Je sais bien qu'une certaine presse observe et qu'elle se frottera les mains
si nous échouons. Au moins, nous aurons tenté quelque chose !...
Tous ceux qui attendaient que ces malheureux fassent une grève de la faim
pensent-ils que cela aurait amélioré leur situation ? Qui a proposé une
solution crédible autre que d'inciter les Afghans à trouver un avenir en
Afghanistan sachant que leur avenir n'est, j'en suis désolé, ni en
Grande-Bretagne, qui ne les veut pas, ni en France, où ils ne demandent pas à
rester, et encore moins à Sangatte sous un hangar surchauffé ?
C'est cela la réalité ! La différence entre nous - et je ne mets en cause ni
vos bons sentiments ni votre honnêteté intellectuelle - c'est que vous, vous
regardez, vous théorisez alors que nous, nous essayons d'agir. Je ne dis pas
que nous agissons bien. Mais la différence entre nous, c'est au moins notre
volonté de l'action.
Enfin, je remercie Daniel Goulet pour son message d'espoir. Je sais que l'on
attend beaucoup de nous, et je mesure le poids de cette responsabilité.
J'entends dans la rue ce que les gens disent, et je vois bien l'espérance
monter. Pour autant, cela ne m'inquiète pas.
Que voulez-vous : s'il n'y avait pas d'espérance trois mois après l'élection
du Président de la République, ce serait à désespérer de tout ! Cette espérance
doit être un moteur pour l'action et certainement pas une peur d'agir.
Sur la gendarmerie, vous avez émis des réserves ou des craintes, monsieur le
sénateur. Je veux vous dire que mon objectif n'est pas de supprimer les
brigades. Je souhaite que l'on conserve au moins une brigade par canton.
J'ai vu un canton qui en comptait trois. Je ne suis pas persuadé qu'il les
conservera toutes ; mais dans l'immense majorité des cas, il n'y aura pas de
fermeture de brigade, tout simplement parce que cela ne s'inscrit pas dans la
politique qui est la nôtre. S'agissant de la législation sur les gens du
voyage, je ne manquerai pas, bien sûr, de vous demander conseil, car je connais
votre expérience.
M. Jacques Peyrat, enfin, dans un discours qui fut un feu d'artifice, a dit
que l'augmentation de la délinquance était terrifiante. Il a raison ! Si nous
n'étions pas terrifiés par cela, par quoi le serions-nous ?
Mais, monsieur Peyrat, il y a autre chose : savez-vous que, de tous les pays
d'Europe, la France est le seul à connaître une telle explosion ? Je suis prêt
à mettre les chiffres sur la table.
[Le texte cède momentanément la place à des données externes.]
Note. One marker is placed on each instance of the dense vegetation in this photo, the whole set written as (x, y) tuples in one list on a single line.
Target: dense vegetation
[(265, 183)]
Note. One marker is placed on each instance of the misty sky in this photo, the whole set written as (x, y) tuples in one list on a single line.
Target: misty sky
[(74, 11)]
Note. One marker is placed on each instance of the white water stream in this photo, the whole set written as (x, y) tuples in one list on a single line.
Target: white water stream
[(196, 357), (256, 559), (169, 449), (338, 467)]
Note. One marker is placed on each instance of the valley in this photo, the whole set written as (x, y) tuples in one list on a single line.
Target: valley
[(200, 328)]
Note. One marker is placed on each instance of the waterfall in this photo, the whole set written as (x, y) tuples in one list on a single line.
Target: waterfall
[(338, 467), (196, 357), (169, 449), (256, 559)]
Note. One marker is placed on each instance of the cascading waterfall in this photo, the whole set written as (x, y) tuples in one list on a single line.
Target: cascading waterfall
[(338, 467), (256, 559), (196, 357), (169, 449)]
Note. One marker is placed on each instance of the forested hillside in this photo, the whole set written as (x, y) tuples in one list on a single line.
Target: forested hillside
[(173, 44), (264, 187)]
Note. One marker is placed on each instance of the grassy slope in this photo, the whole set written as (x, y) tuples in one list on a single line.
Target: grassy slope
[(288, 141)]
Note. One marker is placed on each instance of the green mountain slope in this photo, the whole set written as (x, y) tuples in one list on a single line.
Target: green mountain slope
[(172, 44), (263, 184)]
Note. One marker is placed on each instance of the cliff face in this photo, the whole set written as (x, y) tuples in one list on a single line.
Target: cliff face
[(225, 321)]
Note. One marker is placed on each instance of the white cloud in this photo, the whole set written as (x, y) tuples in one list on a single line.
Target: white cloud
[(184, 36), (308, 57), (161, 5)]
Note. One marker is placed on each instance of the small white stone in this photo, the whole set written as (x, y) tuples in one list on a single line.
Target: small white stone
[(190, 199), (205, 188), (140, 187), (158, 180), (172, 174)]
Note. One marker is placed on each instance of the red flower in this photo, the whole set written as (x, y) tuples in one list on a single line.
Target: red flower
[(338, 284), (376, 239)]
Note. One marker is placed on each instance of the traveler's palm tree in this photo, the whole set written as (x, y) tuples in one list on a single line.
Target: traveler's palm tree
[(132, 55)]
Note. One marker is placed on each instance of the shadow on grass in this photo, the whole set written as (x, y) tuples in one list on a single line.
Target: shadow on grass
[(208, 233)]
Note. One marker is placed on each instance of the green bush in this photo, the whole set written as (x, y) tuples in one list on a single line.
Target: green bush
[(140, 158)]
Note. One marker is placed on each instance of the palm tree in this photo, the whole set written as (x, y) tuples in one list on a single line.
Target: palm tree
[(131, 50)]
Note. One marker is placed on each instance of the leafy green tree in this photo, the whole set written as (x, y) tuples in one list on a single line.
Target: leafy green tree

Lors des dix dernières années, la
délinquance a reculé en Allemagne, elle a reculé en Grande-Bretagne, elle a
reculé en Espagne, elle a reculé en Italie, elle a reculé dans les démocraties
du Nord. Notre pays est le seul, en Europe, à être confronté à une telle
explosion, terrifiante, avez-vous dit ; j'ajoute qu'elle est consternante.
Non, je n'accorde aucune attention aux reproches de ceux qui se sont tellement
trompés, parce que le gouvernement de M. Jean-Pierre Raffarin conduit une
politique pour les Français, non pour tels ou tels observateurs, éternels
sceptiques, éternels immobiles, éternels donneurs de leçons !
Ils se sont exprimés pendant si longtemps au nom des Français, sans les
comprendre, sans les connaître, sans savoir ce qu'ils veulent. Ce gouvernement,
au contraire, a décidé de gouverner pour les Français. C'est pour cela que ces
reproches ne m'impressionnent pas.
On n'aime pas que j'appelle un chat un chat ! Monsieur Peyrat, il faudra s'y
habituer, parce que, moi, je n'ai pas l'intention de changer !
(« Bravo ! »
et applaudissements sur les travées du RPR, des Républicains et Indépendants et
de l'Union centriste, ainsi que sur certaines travées du RDSE.)